La mairie d'Yssingeaux a décidé, il y a deux ans,
de fermer le foyer-restaurant de la ville pour cause de déficit chronique. Et parce que
ses équipements ne répondaient plus aux normes. Il aurait fallu dépenser 200 000 F pour
remettre les cuisines à niveau. Les élus ont donc cherché une autre voie, en
réfléchissant avec des membres de l'ADMR (Aide à domicile en milieu rural) et de la
FPIH (Fédération professionnelle des industries hôtelières).
La solution adoptée fut originale : envoyer les gens du troisième âge déjeuner dans
les restaurants de la ville avec l'opération "Les Tables des aînés".
Un contrat de partenariat et une charte ont été signés. Les restaurateurs se sont
organisés pour proposer, à midi, un repas complet pour 50 F (entrée, plat garni,
fromage, dessert, quart de vin et café) tous les jours de la semaine, y compris le
dimanche à tour de rôle. Le tout avec convivialité. Les aînés se procurent à la
mairie une carte repas avec photo d'identité, cachet de la municipalité, etc. pour avoir
accès à ce menu. Ils payent leur repas ; une facture leur est remise. Ils peuvent alors
se faire rembourser, selon leurs revenus, jusqu'à 10 F par repas par la commune. Un
système simple et facile à gérer. Au départ, une quinzaine de personnes ont
fréquenté les établissements en ville. Et au total, "une quarantaine de cartes
est même en circulation", explique Louis Guérin, adjoint au maire d'Yssingeaux
et responsable de l'ADMR.
"Nous pensions que les personnes âgées aimeraient ce genre de sorties et
qu'elles seraient motivées pour retourner en famille au restaurant le dimanche",
se rappelle André Perrier, ancien président de la Fédération professionnelle des
industries hôtelières de la Haute-Loire.
Aspect social et disparition du paracommercialisme
Aucune fausse note n'a été enregistrée de la part des restaurateurs qui ont admis et
bien respecté "l'aspect social" de l'opération. "Car à 50 F tout
compris, la marge est quasiment inexistante", souligne André Perrier. Hélas, le
système n'a pas apporté les résultats escomptés. "Actuellement, seulement cinq
ou six personnes fréquentent régulièrement les restaurants", précise-t-il. Le
surplus de clientèle le dimanche n'a pas été sensible.
"Tout se passe bien.
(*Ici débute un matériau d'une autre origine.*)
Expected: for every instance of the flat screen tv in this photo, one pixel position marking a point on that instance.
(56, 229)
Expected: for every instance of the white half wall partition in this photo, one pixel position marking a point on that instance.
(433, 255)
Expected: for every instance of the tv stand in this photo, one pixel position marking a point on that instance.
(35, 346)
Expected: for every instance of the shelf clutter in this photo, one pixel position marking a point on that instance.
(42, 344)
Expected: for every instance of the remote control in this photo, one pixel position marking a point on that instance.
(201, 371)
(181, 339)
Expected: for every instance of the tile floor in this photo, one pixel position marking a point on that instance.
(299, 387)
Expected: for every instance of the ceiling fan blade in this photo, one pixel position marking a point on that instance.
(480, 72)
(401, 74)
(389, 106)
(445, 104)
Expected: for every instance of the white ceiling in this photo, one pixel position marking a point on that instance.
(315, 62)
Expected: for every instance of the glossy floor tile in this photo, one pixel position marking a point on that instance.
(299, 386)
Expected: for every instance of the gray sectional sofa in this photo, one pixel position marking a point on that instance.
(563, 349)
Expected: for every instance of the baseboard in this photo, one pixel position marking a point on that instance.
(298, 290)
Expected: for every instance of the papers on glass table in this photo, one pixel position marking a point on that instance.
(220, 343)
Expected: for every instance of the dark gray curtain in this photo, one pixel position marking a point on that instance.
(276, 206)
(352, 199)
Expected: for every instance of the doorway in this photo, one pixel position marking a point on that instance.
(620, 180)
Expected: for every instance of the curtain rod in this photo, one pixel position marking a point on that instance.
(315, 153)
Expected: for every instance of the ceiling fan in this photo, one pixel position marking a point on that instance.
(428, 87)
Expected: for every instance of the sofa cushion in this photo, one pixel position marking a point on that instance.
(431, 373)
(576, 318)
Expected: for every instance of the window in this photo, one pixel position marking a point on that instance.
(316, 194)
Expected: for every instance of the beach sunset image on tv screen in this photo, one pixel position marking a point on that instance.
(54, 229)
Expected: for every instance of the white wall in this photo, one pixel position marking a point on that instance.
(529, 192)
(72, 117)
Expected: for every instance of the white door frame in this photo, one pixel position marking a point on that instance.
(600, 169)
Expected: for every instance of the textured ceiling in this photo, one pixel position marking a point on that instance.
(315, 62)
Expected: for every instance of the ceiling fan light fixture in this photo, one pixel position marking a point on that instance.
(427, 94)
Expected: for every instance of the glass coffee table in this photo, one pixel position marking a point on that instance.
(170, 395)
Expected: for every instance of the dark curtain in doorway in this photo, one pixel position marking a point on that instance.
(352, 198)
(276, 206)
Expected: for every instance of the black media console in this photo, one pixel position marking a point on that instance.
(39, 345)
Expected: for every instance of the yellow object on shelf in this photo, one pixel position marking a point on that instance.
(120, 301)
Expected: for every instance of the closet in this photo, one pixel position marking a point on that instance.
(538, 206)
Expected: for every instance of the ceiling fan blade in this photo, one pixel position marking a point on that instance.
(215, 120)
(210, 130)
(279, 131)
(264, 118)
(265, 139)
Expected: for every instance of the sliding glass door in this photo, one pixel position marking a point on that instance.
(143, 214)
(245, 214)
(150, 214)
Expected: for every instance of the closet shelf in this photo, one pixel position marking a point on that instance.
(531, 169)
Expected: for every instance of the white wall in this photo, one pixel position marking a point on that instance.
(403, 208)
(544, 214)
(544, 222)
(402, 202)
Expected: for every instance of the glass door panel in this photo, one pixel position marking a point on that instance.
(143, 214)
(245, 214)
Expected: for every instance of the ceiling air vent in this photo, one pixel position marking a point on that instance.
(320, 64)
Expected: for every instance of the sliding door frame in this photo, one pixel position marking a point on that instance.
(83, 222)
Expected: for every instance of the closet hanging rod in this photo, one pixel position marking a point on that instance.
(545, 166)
C'est une bonne idée", reconnaît Jacky Celle, du
restaurant l'Hôtel du Nord, bien qu'il trouve que certains "anciens" de la
commune devraient avoir accès à ce service, "car ils semblent en avoir bien
besoin". D'autres souhaitent une relance de l'opération et une revalorisation de
quelques francs du montant du menu pour retrouver un niveau proche des prix pratiqués,
c'est-à-dire aux alentours de 60 F tout compris.
En revanche, le portage à domicile a bien progressé. Chaque jour, des employés
municipaux distribuent 60 repas fabriqués dans les cuisines de l'hôpital. Le
bénéficiaire paye 37 F, tarif appelé à être revalorisé selon l'adjoint au maire.
Soit un prix proche de celui réglé dans les restaurants en tenant compte d'une prise en
charge de la mairie. Il faut donc croire que les aînés préfèrent rester chez eux...
Quoi qu'il en soit, et avant de redynamiser Les Tables des aînés, la mairie d'Yssingeaux
a supprimé un déficit chronique et évité une dépense importante en s'appuyant sur les
restaurateurs. Et ceux-ci ont vu disparaître le paracommercialisme de l'ancien
foyer-restaurant où on servait des repas aux retraités possédant des résidences
secondaires dans la région et aux particuliers lors des jours de foire.
A l'hôtel-restaurant du Nord et du Parc, deux des quatre établissements qui
participent actuellement aux Tables des aînés, les restaurateurs sont d'accord : c'est
une bonne idée qu'il faudrait faire rebondir.
André Perrier, l'ancien président de la Fédération des industries hôtelières
de la Haute-Loire et Louis Guérin, adjoint au maire d'Yssingeaux : "Cette
opération était possible ici, dans une petite ville où tout le monde se connaît".